Dpto. Pharmacology, University of Navarra, E-31080 Pamplona, Spain

Abstract

Abstract: This study examines the effects of three calcium channel blockers (verapamil, nifedipine and diltiazem) on isolated rat hepatocytes exposed to ethanol. In the first part of our study, hepatocytes were incubated with increasing concentrations of ethanol (100, 300, 500, 1000 mM) for varying times. Alanine aminotransferase (ALT), aspartate aminotransferase (AST) and lactate dehydrogenase (LDH) release were measured to evaluate the cytotoxic effects of ethanol. The concentration of 300 mM and time of incubation of 45 min were chosen for cytoprotection experiments in which calcium channel blockers, at two different concentrations, were added to the medium 30 min prior to the addition of ethanol.
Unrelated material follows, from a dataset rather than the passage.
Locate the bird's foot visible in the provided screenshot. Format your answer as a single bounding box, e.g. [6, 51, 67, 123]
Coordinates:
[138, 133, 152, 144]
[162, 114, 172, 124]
ALT, AST and LDH release as well as lipid peroxidation and cellular reduced gluthatione (GSH) were measured. Nifedipine and verapamil (25 μM) reduced ALT, AST and LDH activities. The highest dose of diltiazem (50 μM) was more effective than the lowest one (25 μM). Ethanol caused a significant depletion of cellular GSH content as well as a moderate enhancement of lipid peroxidation. While none of the three calcium channel blockers was able to restore the decrease in GSH levels, diltiazem (25 μM) and nifedipine (50 μM) showed the greatest effect, significantly reducing lipid peroxidation.